Hasta el 26 de octubre de 1996, Boogie hizo de la última página del semanario, un púlpito desternillante de incorrección política que para entonces, en plena Guerra Fría,  no tenía censores puritanos sino bandos ideológicos contrarios bien definidos que no se daban por enterados de la feroz crítica que el personaje de Fontanarrosa les hacía. Su creador o representante, según se vea, definiría así a ese cuarentón solitario, cruel y al servicio de la peor causa: “Es un mercenario, no puede tener ideas políticas. Es un defensor del sistema de vida norteamericano, es racista, defiende la violencia, es un personaje sin alteraciones anímicas, tiene la glándula moral alterada”.

Proceso comenzó a leerse del final hacia el principio por miles de seguidores del implacable matón solitario. El semanario opositor al régimen priista atrajo lectores fieles gracias a sus reportajes y a su exclusividad con Boogie el aceitoso. La última página era un colofón o inicio refrescante como contraparte de la lectura de su sesuda (y aburrida) planilla de analistas políticos y el monotemático cartón de Naranjo.

El adolescente que fui en aquellos años descubrió una virulenta fuente de humor negro que nada tenía que pedirle a las novelas policiacas y hard boiled con sus personajes duros, pero ensimismados y con causa, empeñados en hacer cumplir la ley por más que no creyeran en ella. Boogie el misógino, machista, racista, era un respiro al final de la lectura de un semanario político de denuncia, con la paradoja de que su popular última página, era una tira cómica que parecía apología violenta de la mentalidad imperialista a la que el semanario dedicaba buena parte de su contenido en criticar y exhibir.

En 1981 apareció un libro editado por Proceso con lo mejor de Boogie, en 1997 se reedita con un prólogo de ¿adivinen quién?: Carlos Monsiváis, que con su estilo barroco y ocurrente dejó claro que los intelectuales de izquierda disfrutan del humor cínico siempre y cuando se dirija al Tío Sam. Lo cierto es que Boogie era una crítica al gorilato y puritanismo de cualquier ideología.

En 2009 Boogie tuvo una mediocre adaptación en cine con la voz del actor Jesús Ochoa, ahí comenzó a perder la chispa incendiaria de la tira cómica. Era el principio del fin. Al morir Fontanarrosa en 2007, quedó a merced de las buenas intenciones de la comunidad “progre”.

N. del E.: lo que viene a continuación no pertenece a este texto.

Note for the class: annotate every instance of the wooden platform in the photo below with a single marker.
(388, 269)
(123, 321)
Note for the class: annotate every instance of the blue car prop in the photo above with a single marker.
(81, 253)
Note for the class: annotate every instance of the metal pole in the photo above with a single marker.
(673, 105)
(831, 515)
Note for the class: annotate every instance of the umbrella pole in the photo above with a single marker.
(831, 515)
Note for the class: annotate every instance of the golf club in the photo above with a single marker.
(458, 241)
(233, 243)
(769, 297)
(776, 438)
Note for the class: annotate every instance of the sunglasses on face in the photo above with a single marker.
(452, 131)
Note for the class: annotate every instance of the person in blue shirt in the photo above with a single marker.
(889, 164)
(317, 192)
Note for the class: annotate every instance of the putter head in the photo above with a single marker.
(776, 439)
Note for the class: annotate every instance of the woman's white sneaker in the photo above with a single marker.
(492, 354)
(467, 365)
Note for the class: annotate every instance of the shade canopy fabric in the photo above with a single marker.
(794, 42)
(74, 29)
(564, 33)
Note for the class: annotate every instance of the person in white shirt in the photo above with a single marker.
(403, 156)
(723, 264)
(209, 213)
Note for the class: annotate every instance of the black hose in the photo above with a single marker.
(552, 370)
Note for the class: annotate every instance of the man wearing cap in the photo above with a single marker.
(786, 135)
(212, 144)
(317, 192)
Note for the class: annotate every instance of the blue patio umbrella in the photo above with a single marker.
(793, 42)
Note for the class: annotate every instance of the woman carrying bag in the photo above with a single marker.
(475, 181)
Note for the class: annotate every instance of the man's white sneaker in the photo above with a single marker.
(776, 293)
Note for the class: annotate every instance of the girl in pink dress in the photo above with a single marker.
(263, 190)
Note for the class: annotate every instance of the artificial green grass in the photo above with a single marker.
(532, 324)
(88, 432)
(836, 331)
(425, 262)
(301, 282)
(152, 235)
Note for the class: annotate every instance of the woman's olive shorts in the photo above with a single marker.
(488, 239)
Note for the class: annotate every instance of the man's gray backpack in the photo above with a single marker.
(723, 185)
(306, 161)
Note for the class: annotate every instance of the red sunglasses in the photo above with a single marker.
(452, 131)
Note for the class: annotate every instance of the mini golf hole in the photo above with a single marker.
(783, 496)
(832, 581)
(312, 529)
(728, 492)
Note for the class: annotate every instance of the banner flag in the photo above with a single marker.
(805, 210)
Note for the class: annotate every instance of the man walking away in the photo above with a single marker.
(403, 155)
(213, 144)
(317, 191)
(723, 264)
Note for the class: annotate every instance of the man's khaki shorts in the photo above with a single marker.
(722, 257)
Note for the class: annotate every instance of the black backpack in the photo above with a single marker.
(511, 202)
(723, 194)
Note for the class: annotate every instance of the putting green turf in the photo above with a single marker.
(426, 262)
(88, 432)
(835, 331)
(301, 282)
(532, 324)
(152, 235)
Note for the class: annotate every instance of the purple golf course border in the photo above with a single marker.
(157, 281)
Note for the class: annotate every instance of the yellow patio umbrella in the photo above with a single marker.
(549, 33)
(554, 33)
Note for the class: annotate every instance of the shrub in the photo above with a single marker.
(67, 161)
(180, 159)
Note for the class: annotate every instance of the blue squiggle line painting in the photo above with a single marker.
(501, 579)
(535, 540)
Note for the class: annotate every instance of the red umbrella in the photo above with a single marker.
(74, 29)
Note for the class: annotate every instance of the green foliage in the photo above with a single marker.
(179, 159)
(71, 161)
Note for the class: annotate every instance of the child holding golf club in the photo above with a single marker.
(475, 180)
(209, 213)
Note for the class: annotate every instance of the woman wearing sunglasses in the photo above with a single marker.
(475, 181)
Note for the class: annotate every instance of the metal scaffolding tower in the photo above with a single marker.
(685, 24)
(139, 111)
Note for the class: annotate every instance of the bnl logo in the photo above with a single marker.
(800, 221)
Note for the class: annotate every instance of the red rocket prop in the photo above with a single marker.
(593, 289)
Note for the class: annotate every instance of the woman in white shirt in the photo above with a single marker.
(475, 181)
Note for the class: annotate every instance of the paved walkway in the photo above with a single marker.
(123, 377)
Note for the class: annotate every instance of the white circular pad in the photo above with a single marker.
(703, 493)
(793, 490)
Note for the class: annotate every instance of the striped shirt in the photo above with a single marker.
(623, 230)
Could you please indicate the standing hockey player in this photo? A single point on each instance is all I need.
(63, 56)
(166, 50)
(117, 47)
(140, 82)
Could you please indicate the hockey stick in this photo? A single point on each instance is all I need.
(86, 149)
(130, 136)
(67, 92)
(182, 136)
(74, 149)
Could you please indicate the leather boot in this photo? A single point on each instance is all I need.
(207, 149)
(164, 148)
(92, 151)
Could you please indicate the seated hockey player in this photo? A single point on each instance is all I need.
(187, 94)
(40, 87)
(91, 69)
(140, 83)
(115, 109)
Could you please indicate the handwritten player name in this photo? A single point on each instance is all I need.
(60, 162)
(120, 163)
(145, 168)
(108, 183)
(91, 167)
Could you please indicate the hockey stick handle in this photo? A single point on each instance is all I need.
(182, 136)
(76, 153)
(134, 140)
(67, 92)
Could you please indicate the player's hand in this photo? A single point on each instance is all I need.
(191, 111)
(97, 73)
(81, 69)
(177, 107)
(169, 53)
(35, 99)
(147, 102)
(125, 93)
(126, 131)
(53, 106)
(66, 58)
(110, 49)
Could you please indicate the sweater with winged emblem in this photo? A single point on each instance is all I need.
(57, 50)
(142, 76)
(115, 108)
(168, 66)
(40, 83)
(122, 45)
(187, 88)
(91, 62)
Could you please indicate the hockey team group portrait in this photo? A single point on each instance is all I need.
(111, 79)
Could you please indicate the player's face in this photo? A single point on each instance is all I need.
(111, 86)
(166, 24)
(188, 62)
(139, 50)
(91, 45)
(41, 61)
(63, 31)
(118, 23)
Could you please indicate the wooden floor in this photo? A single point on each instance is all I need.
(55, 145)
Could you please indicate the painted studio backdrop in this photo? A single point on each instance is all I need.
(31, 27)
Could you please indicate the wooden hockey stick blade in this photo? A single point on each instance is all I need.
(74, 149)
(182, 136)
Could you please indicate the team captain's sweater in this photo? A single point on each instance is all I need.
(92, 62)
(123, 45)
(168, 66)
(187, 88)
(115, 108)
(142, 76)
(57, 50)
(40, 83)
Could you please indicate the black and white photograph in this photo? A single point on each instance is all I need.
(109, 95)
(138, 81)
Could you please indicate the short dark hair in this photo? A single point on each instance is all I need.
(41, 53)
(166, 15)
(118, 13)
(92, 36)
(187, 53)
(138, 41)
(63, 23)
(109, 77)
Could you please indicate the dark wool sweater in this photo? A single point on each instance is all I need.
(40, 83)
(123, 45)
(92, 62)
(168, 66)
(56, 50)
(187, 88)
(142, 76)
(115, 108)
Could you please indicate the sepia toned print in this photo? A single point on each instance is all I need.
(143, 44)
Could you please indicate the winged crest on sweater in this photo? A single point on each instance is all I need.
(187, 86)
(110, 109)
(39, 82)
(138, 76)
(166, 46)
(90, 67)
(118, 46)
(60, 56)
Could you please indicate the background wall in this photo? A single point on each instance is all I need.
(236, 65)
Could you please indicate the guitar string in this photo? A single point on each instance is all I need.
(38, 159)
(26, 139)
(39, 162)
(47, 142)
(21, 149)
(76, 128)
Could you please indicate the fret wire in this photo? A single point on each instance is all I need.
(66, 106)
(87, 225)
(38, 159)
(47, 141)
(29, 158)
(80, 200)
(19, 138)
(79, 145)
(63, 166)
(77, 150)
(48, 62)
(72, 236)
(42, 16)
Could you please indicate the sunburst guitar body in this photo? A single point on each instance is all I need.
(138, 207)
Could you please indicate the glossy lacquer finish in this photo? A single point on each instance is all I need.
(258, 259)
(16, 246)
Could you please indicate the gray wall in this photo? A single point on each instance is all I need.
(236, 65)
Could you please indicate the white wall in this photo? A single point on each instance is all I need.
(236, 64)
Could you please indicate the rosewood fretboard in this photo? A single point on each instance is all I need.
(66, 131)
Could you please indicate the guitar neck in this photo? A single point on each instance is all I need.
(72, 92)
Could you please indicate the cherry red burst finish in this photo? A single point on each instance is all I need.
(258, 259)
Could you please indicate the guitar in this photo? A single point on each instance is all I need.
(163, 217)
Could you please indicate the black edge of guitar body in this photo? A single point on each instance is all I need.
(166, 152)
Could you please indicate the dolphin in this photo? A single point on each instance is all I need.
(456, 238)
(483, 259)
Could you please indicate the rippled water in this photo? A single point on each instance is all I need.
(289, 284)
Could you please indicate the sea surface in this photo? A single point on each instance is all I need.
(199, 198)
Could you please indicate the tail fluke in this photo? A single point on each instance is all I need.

Terminada la Guerra Fría, Boogie se convertiría en la feroz parodia de la clase política mundial a través de su personalidad de mercenario elevado a tesitura de héroe por Hollywood. Boogie ha trascendido a la prueba del tiempo y a 31 años de su irrupción en el semanario fundado por Julio Scherer; su sentido del humor es un pulmón de aire puro ante el ambiente viciado del puritanismo activista.

A prueba de vendettas, Boogie no murió en un tiroteo, simplemente se fue sin despedirse antes de que la insipidez millenial y la fiscalía de la corrección política repudiaran su hoy en día tan necesario sentido del humor.